Using two new balls from both ends and power-play rules


Well, there's an obvious problem with the white ball remaining white in the course of 50 overs. Even though the problem will now tackled by using a separate ball for each end, it may reduce the role of spinners drastically. These balls won't get old till the 15th over which in the new rule means 30 overs in a game. And just to make matters worse for the tweakers, the power-play overs will now have to be taken between the 16th and 40th over. Now, either the spinners must bowl with the new ball i.e. before the 16th over (with a ball not older than 5-6 overs) or bowl with the chunk of their overs with the field restrictions.
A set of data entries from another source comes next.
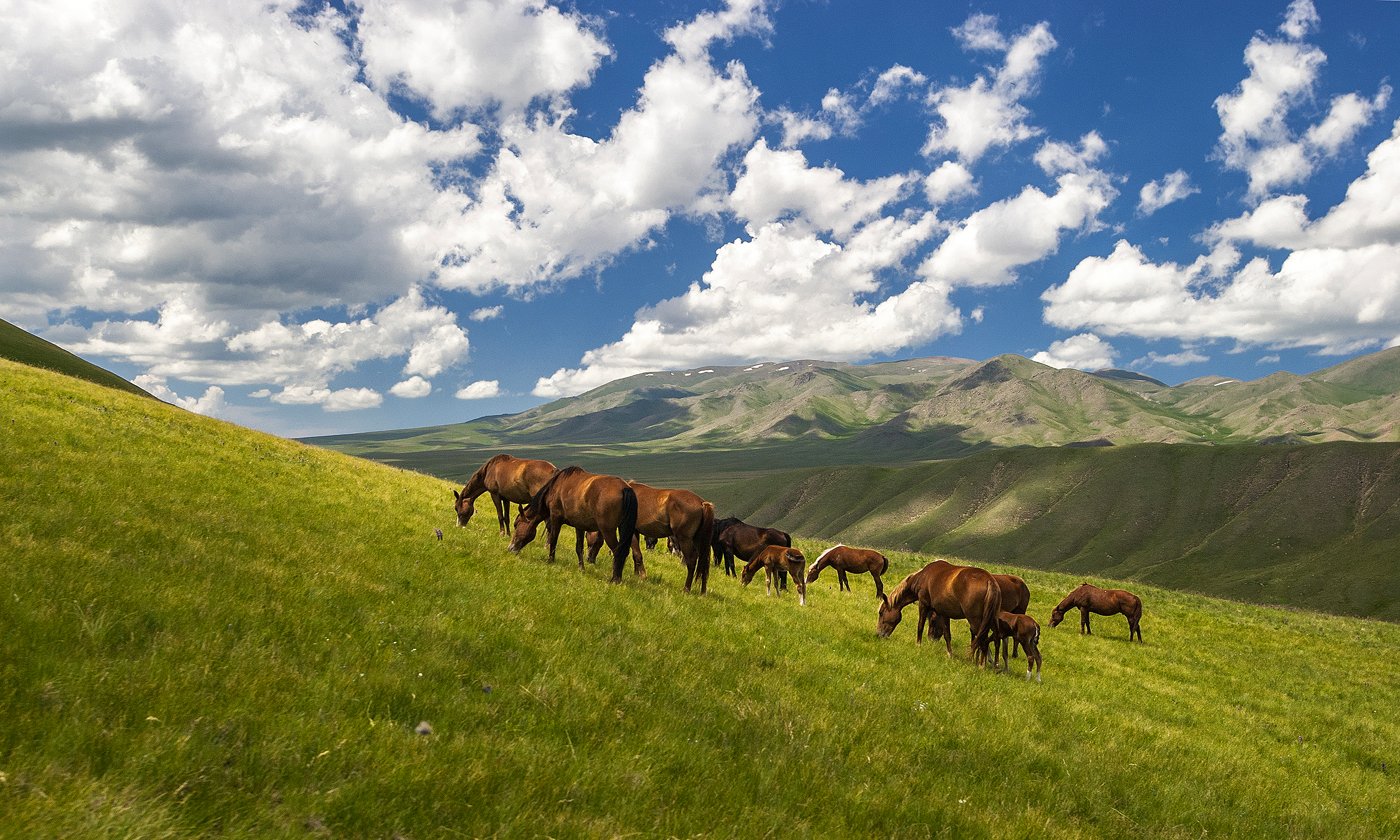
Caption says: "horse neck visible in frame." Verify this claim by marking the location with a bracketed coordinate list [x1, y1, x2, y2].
[886, 576, 920, 611]
[1056, 587, 1088, 612]
[462, 465, 490, 499]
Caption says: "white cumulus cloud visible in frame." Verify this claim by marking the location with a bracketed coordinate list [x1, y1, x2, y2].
[1031, 333, 1116, 371]
[1137, 170, 1199, 215]
[456, 380, 502, 399]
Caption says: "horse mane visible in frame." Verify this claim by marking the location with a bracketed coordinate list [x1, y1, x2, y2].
[884, 571, 916, 607]
[812, 544, 844, 566]
[527, 465, 580, 510]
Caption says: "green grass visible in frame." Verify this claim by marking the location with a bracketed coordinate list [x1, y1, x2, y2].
[0, 317, 150, 399]
[2, 358, 1398, 837]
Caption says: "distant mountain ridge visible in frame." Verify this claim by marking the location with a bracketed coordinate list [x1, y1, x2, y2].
[313, 346, 1400, 461]
[0, 318, 151, 399]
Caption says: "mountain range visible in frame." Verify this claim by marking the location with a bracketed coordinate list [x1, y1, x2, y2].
[314, 347, 1400, 468]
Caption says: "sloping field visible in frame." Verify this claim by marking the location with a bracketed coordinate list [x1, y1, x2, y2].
[713, 443, 1400, 621]
[2, 359, 1396, 837]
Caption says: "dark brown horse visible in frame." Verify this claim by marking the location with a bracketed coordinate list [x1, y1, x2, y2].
[804, 544, 889, 598]
[741, 546, 808, 606]
[583, 481, 715, 594]
[454, 454, 557, 534]
[877, 560, 1001, 665]
[991, 611, 1042, 681]
[1049, 583, 1143, 641]
[927, 572, 1031, 655]
[507, 467, 639, 583]
[712, 517, 791, 579]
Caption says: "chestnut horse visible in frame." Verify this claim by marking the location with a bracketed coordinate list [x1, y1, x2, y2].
[508, 467, 638, 583]
[991, 611, 1042, 681]
[583, 481, 716, 594]
[741, 546, 808, 606]
[712, 517, 791, 579]
[804, 544, 888, 598]
[877, 560, 1002, 665]
[454, 454, 556, 534]
[1049, 583, 1143, 641]
[927, 572, 1030, 655]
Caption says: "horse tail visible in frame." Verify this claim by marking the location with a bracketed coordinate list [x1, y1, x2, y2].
[613, 484, 639, 580]
[973, 574, 1002, 662]
[696, 502, 715, 569]
[878, 552, 889, 576]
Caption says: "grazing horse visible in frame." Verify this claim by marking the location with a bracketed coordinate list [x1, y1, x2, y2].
[583, 481, 716, 594]
[454, 454, 557, 535]
[804, 544, 889, 598]
[741, 546, 808, 606]
[991, 611, 1042, 681]
[508, 467, 639, 583]
[712, 517, 791, 580]
[927, 572, 1031, 655]
[1049, 583, 1143, 641]
[877, 560, 1001, 665]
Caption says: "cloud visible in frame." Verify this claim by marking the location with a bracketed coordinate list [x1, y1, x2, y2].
[456, 380, 502, 399]
[469, 305, 503, 322]
[390, 376, 433, 398]
[133, 374, 227, 417]
[267, 385, 384, 412]
[775, 64, 928, 148]
[1031, 333, 1116, 370]
[1043, 238, 1400, 355]
[355, 0, 611, 117]
[923, 17, 1056, 162]
[919, 169, 1117, 288]
[729, 140, 914, 238]
[663, 0, 772, 61]
[1034, 132, 1107, 176]
[435, 33, 762, 292]
[1137, 170, 1199, 215]
[533, 215, 955, 397]
[923, 161, 978, 205]
[1132, 349, 1209, 367]
[1212, 5, 1388, 198]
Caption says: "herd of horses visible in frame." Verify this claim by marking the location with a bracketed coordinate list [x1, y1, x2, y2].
[454, 453, 1144, 679]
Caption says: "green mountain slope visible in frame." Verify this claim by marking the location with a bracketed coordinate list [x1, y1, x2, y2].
[0, 317, 150, 398]
[312, 347, 1400, 469]
[3, 358, 1397, 837]
[708, 443, 1400, 620]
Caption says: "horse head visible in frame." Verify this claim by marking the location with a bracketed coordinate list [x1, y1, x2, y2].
[507, 504, 545, 553]
[876, 592, 902, 637]
[1048, 607, 1066, 628]
[453, 489, 474, 527]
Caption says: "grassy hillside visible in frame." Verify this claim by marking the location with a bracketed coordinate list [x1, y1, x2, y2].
[2, 358, 1397, 837]
[710, 443, 1400, 621]
[0, 317, 150, 399]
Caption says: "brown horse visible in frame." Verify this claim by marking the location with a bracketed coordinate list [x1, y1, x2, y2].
[507, 467, 639, 583]
[583, 481, 715, 594]
[454, 454, 557, 534]
[804, 544, 889, 598]
[712, 517, 791, 580]
[1049, 583, 1143, 641]
[927, 572, 1031, 655]
[877, 560, 1001, 665]
[991, 611, 1042, 681]
[741, 546, 808, 606]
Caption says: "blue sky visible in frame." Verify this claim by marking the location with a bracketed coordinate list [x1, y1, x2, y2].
[4, 0, 1399, 436]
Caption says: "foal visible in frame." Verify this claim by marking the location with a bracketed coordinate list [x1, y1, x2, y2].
[741, 545, 808, 606]
[991, 611, 1042, 682]
[804, 544, 888, 598]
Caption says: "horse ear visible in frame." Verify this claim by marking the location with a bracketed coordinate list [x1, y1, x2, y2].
[878, 592, 889, 607]
[453, 489, 461, 501]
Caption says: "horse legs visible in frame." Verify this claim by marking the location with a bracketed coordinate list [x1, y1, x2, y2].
[1129, 615, 1142, 642]
[630, 535, 646, 578]
[543, 518, 563, 564]
[917, 603, 930, 644]
[837, 569, 850, 592]
[871, 573, 884, 601]
[1079, 606, 1091, 635]
[494, 494, 510, 535]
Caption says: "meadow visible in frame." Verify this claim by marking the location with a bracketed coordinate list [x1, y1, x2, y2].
[2, 358, 1397, 838]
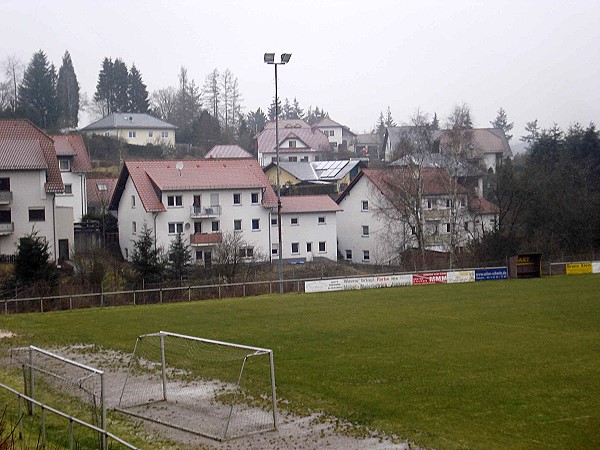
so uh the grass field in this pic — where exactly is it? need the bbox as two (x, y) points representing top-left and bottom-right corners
(1, 275), (599, 450)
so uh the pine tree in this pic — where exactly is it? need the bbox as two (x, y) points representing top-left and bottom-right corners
(14, 230), (58, 286)
(490, 107), (514, 141)
(131, 223), (163, 283)
(431, 112), (440, 130)
(56, 51), (80, 128)
(267, 96), (281, 120)
(166, 232), (191, 281)
(247, 108), (267, 135)
(384, 106), (396, 127)
(127, 64), (149, 113)
(94, 58), (114, 115)
(112, 58), (129, 112)
(520, 119), (540, 150)
(291, 97), (304, 120)
(18, 50), (59, 129)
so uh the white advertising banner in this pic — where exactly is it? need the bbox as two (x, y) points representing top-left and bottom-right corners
(593, 262), (600, 274)
(305, 274), (413, 294)
(447, 270), (476, 284)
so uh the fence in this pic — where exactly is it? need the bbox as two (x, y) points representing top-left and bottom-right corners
(0, 382), (138, 450)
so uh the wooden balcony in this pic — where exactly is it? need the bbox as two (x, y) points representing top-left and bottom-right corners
(190, 205), (222, 218)
(189, 232), (222, 246)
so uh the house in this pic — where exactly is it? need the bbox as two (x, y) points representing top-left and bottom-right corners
(51, 134), (92, 222)
(0, 119), (73, 261)
(81, 113), (177, 147)
(274, 195), (342, 262)
(255, 119), (330, 166)
(350, 133), (381, 159)
(336, 167), (498, 265)
(382, 126), (512, 172)
(263, 159), (363, 193)
(109, 159), (277, 267)
(205, 145), (253, 159)
(313, 117), (356, 151)
(86, 178), (117, 215)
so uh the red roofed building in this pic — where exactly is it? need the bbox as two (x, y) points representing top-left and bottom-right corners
(110, 158), (278, 266)
(255, 119), (331, 166)
(336, 167), (499, 265)
(0, 119), (74, 261)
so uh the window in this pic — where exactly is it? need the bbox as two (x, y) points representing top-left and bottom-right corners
(162, 131), (169, 138)
(239, 247), (254, 258)
(271, 157), (278, 163)
(131, 195), (136, 208)
(446, 199), (453, 208)
(194, 221), (202, 233)
(363, 250), (370, 261)
(132, 221), (137, 234)
(329, 130), (335, 137)
(125, 248), (128, 259)
(234, 219), (242, 231)
(300, 156), (309, 162)
(288, 156), (297, 162)
(96, 182), (107, 191)
(306, 242), (312, 252)
(251, 192), (259, 204)
(291, 217), (299, 226)
(0, 178), (9, 191)
(211, 220), (220, 232)
(252, 218), (260, 230)
(291, 242), (299, 254)
(128, 131), (136, 138)
(233, 193), (241, 205)
(29, 208), (45, 222)
(271, 217), (278, 226)
(63, 184), (73, 195)
(148, 131), (153, 137)
(168, 222), (183, 234)
(464, 222), (469, 232)
(167, 195), (183, 207)
(345, 249), (352, 260)
(445, 223), (451, 233)
(271, 244), (278, 255)
(288, 140), (296, 148)
(104, 131), (110, 137)
(318, 241), (326, 252)
(361, 200), (369, 211)
(195, 250), (203, 261)
(362, 225), (369, 236)
(59, 159), (70, 171)
(426, 199), (432, 209)
(0, 210), (12, 223)
(318, 216), (325, 225)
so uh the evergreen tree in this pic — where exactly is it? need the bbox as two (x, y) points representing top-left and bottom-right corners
(112, 58), (129, 112)
(520, 119), (540, 150)
(127, 64), (149, 113)
(173, 67), (202, 143)
(18, 50), (59, 129)
(94, 57), (114, 115)
(431, 112), (440, 130)
(191, 110), (221, 148)
(247, 108), (267, 135)
(490, 107), (514, 141)
(374, 111), (386, 140)
(14, 230), (58, 287)
(384, 106), (396, 127)
(267, 96), (281, 120)
(56, 51), (80, 128)
(131, 223), (163, 282)
(282, 97), (293, 119)
(291, 97), (304, 120)
(166, 233), (191, 281)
Yes, you may argue that spinners can bowl post 40th too with an old ball and no field restrictions but how often do we see spinners operating in the death overs? While the intentions are noble, for an ODI had become rather stale and predictable in the middle overs, the entertainment is coming at the cost of hapless spinners.

 

Runner-no more

 

We have seen many a big and crucial innings played by injured batsmen, for they had the option to get a runner. But that won't happen anymore, for you must run even if you're unable to walk due to an injury. Well, it sounds really harsh but the fact is that we, the players, are to be blamed for this ruling. A lot of players were guilty of masking injuries, for they knew that the option of a substitute runner was always available. The abuse of this rule has led to its scrapping. It may not be a bad idea to allow a runner in case of an external injury that has taken place on the field.